Spybot - Search and Destroy’ – Re-enable TeaTimer and remember to scan your computer with the program on a regular basis as you would with your anti-virus software.

===================================================

Update and run Malwarebytes. This really is an excellent program that you should also update and run on a regular basis, probably weekly.

===================================================

It’s important to keep programs up to date so that malware doesn't exploit any old security flaws.

FileHippo Update Checker (http://www.filehippo.com/updatechecker/FHsetup.exe) is an extremely helpful program that will tell you which of your programs need to be updated.

===================================================

MVPS Hosts (http://winhelp2002.mvps.org/hosts.htm) file replaces your current HOSTS file with one containing well known ad sites and other bad sites. Basically, this prevents your computer from connecting to those sites by redirecting them to 127.0.0.1 which is your local computer, meaning it will be difficult to infect yourself in the future.

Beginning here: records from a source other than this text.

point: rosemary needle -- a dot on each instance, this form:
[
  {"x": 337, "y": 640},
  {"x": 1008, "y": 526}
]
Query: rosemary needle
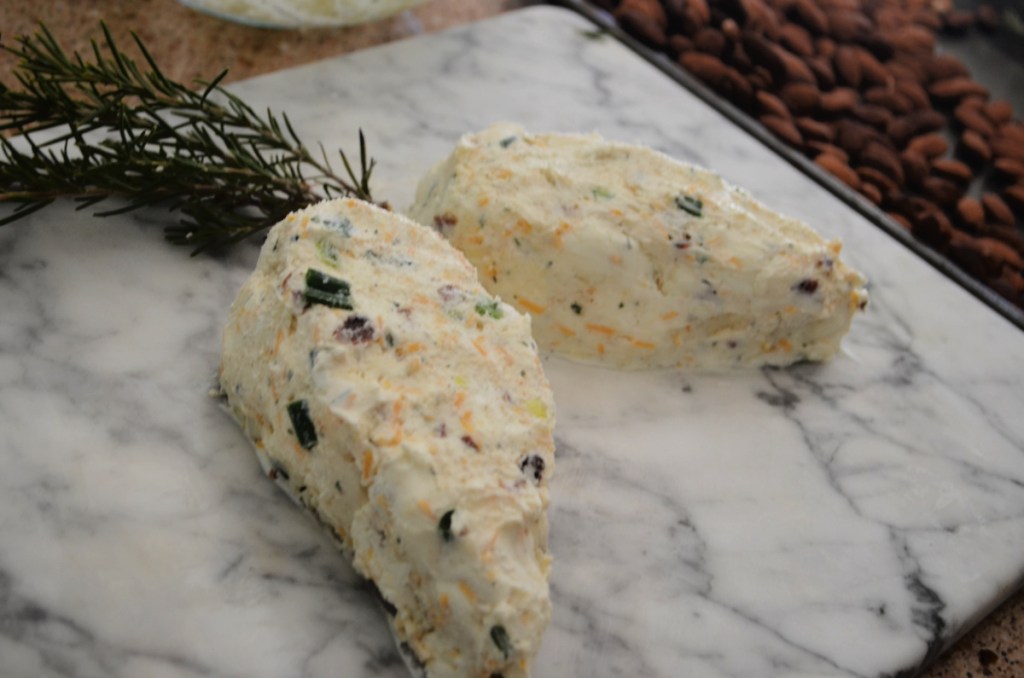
[{"x": 100, "y": 127}]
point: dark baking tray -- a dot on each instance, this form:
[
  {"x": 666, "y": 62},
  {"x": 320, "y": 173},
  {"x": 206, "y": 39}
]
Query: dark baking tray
[{"x": 604, "y": 22}]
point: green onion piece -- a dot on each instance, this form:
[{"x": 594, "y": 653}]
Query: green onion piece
[
  {"x": 327, "y": 290},
  {"x": 305, "y": 430},
  {"x": 444, "y": 526},
  {"x": 489, "y": 308},
  {"x": 501, "y": 638},
  {"x": 317, "y": 280},
  {"x": 690, "y": 204}
]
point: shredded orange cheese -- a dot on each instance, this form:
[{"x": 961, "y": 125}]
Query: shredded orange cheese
[
  {"x": 601, "y": 329},
  {"x": 535, "y": 308}
]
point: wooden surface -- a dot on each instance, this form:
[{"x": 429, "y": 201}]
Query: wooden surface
[{"x": 190, "y": 45}]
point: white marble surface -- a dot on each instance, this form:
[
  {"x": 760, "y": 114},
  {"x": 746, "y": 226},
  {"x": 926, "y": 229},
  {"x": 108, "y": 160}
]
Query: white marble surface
[{"x": 840, "y": 520}]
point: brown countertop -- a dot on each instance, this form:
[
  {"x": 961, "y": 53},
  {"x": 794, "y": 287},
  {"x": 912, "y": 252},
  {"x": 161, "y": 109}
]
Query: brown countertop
[{"x": 192, "y": 45}]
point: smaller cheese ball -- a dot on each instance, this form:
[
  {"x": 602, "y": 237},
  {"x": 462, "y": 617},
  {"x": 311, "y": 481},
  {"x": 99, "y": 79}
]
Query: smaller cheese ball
[{"x": 628, "y": 258}]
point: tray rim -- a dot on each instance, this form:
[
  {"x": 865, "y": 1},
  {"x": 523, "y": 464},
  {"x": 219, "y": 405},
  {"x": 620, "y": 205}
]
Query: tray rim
[{"x": 606, "y": 25}]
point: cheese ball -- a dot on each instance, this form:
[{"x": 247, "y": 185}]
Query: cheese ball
[
  {"x": 407, "y": 410},
  {"x": 628, "y": 258}
]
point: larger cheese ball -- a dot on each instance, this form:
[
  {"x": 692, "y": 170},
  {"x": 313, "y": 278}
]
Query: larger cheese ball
[
  {"x": 407, "y": 409},
  {"x": 629, "y": 258}
]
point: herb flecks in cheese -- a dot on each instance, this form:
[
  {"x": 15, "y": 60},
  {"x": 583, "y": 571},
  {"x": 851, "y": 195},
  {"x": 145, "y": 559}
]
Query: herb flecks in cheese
[
  {"x": 629, "y": 258},
  {"x": 400, "y": 415}
]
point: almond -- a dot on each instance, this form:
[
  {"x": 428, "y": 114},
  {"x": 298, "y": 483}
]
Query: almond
[
  {"x": 974, "y": 119},
  {"x": 839, "y": 169},
  {"x": 765, "y": 53},
  {"x": 914, "y": 92},
  {"x": 730, "y": 30},
  {"x": 914, "y": 167},
  {"x": 876, "y": 116},
  {"x": 915, "y": 123},
  {"x": 943, "y": 192},
  {"x": 796, "y": 70},
  {"x": 870, "y": 192},
  {"x": 952, "y": 89},
  {"x": 853, "y": 136},
  {"x": 761, "y": 18},
  {"x": 691, "y": 15},
  {"x": 839, "y": 101},
  {"x": 823, "y": 74},
  {"x": 848, "y": 26},
  {"x": 974, "y": 149},
  {"x": 824, "y": 47},
  {"x": 808, "y": 13},
  {"x": 1005, "y": 146},
  {"x": 770, "y": 104},
  {"x": 971, "y": 212},
  {"x": 943, "y": 67},
  {"x": 999, "y": 112},
  {"x": 879, "y": 157},
  {"x": 871, "y": 70},
  {"x": 760, "y": 79},
  {"x": 996, "y": 210},
  {"x": 710, "y": 41},
  {"x": 957, "y": 22},
  {"x": 822, "y": 149},
  {"x": 889, "y": 98},
  {"x": 796, "y": 38},
  {"x": 800, "y": 97},
  {"x": 930, "y": 145},
  {"x": 910, "y": 38},
  {"x": 847, "y": 66},
  {"x": 878, "y": 178},
  {"x": 1009, "y": 169},
  {"x": 814, "y": 130},
  {"x": 679, "y": 44},
  {"x": 952, "y": 170},
  {"x": 1014, "y": 196}
]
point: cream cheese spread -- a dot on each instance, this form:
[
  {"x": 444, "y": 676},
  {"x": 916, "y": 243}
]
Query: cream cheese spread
[
  {"x": 407, "y": 410},
  {"x": 629, "y": 258}
]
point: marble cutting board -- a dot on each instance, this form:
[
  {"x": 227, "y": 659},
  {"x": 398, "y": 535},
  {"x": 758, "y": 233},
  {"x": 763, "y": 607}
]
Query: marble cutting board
[{"x": 848, "y": 519}]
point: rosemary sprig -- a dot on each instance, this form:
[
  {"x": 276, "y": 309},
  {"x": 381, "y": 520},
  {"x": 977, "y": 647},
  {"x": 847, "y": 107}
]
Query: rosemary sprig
[{"x": 102, "y": 128}]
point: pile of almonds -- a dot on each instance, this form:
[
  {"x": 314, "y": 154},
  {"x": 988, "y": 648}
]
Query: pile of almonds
[{"x": 857, "y": 86}]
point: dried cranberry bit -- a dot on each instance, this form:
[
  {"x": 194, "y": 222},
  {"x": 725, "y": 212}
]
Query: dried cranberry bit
[
  {"x": 807, "y": 286},
  {"x": 355, "y": 330},
  {"x": 532, "y": 465},
  {"x": 443, "y": 220},
  {"x": 450, "y": 292}
]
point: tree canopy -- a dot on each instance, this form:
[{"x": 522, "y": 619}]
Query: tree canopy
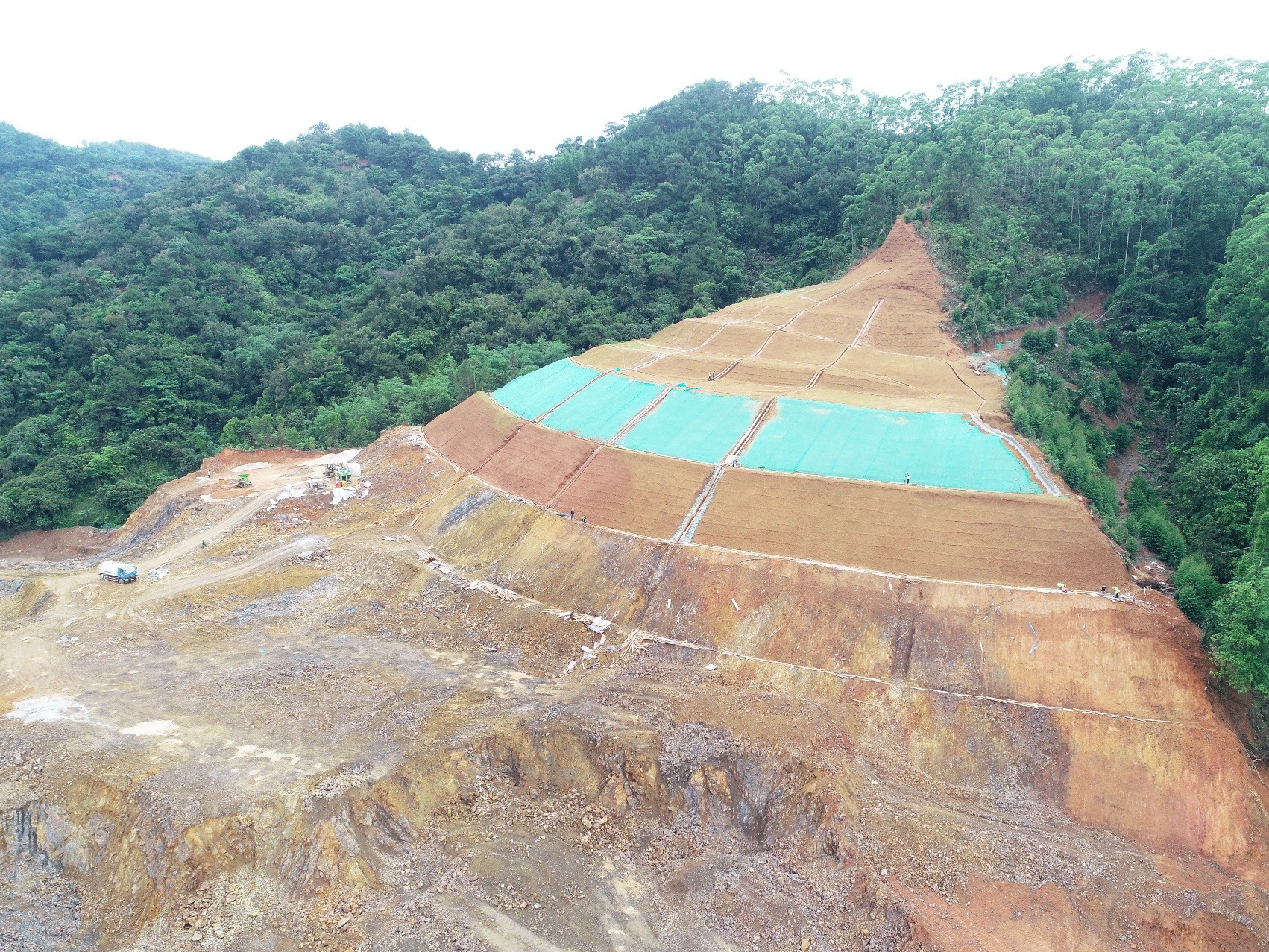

===================================================

I also recommend that you read the following:

How to prevent malware (http://miekiemoes.blogspot.com/2008/02/how-to-prevent-malware.html) by miekiemoes

I will keep this open for 24 hours in case you have any problems, after which I’ll close the topic.

Safe computing

Satchfan

yehonatans
2013-05-13, 21:43
thank you for your help.
While I may have been wrong about combofix, i couldnt open anything after i used it....
I would rather not using that again.
Again thank you very much

Satchfan
2013-05-13, 23:10
thank you for your help You are welcome.